With its relatively high fat-content, a quiche is not everyone’s idea of good food. And a poorly-made quiche is not my idea of good food either. But four decades on from the first time I cooked one, I still find that a well-made quiche can be the basis of a satisfying meal, especially if it is accompanied by a variety of vegetables in the form of a salad or similar.
Soon after I began to make a quiche on a regular basis, I was taught one of the keys to success by a family friend who had lived in Paris for a couple of years – chop your onion finely and saute it very slowly in plenty of butter.
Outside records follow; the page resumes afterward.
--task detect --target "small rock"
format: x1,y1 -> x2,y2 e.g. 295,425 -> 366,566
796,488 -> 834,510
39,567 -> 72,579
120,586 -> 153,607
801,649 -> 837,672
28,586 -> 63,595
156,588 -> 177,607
This will produce a soft and slightly sweet result that enhances the texture and flavour of the quiche.
There are two other important rules: don’t skimp on the butter when you make your pastry or it will crumble; and don’t skimp on the cream in the filling or you will miss out on that baked-custard quality that distinguishes a quiche from a savoury flan.
Personally, I prefer to eat a flan-style dish, with silver beet as the key ingredient. However, we use silver beet in various other dishes, so the savoury-filling-in-pastry dish that Maggie and I make a few times each year is our version of the traditional Quiche Lorraine.
If you are particularly averse to the taste of salt, use one less piece of bacon and 20g less of cheese in the filling. Leave some salt in the pastry or it will taste bland alongside the filling
175g plain flour
generous pinch of salt
90g cold butter, diced
50ml cold water
1 medium brown onion
40g butter, for cooking the onion
6 short rashers of bacon, chopped
2 tsp Dijon mustard
300ml cream (we use a fat-reduced cooking cream)
120g grated cheese (we use 50:50 cheddar and gruyere)
green ends of 3-4 spring (green) onions, sliced
- In a mixing bowl, use finger tips to combine the flour and diced butter until the mixture resembles coarse breadcrumbs. Add water and combine to form a ball of pastry. Wrap in plastic film and place in fridge for 25 minutes.
- Dice onion finely and sauté slowly in the extra butter until soft – at least 10 minutes. Add bacon and saute for a further 5 minutes.
- Preheat oven to 170C.
- Grease sides and base of a quiche dish (or use a non-stick dish if you have one), roll out pastry on a floured bench to about 2 to 3mm thick, lift gently into dish and gently manoeuvre it to the shape of the dish.
- In a mixing bowl, combine eggs, cream and mustard and beat with a whisk until well combined. Add onion, bacon, cheese and spring onion and mix well.
- Spoon mixture into pastry shell and bake for 40-45 minutes, rotating occasionally to achieve even cooking, until the quiche is golden brown.
- Remove from oven and allow to cool slightly before cutting slices to serve.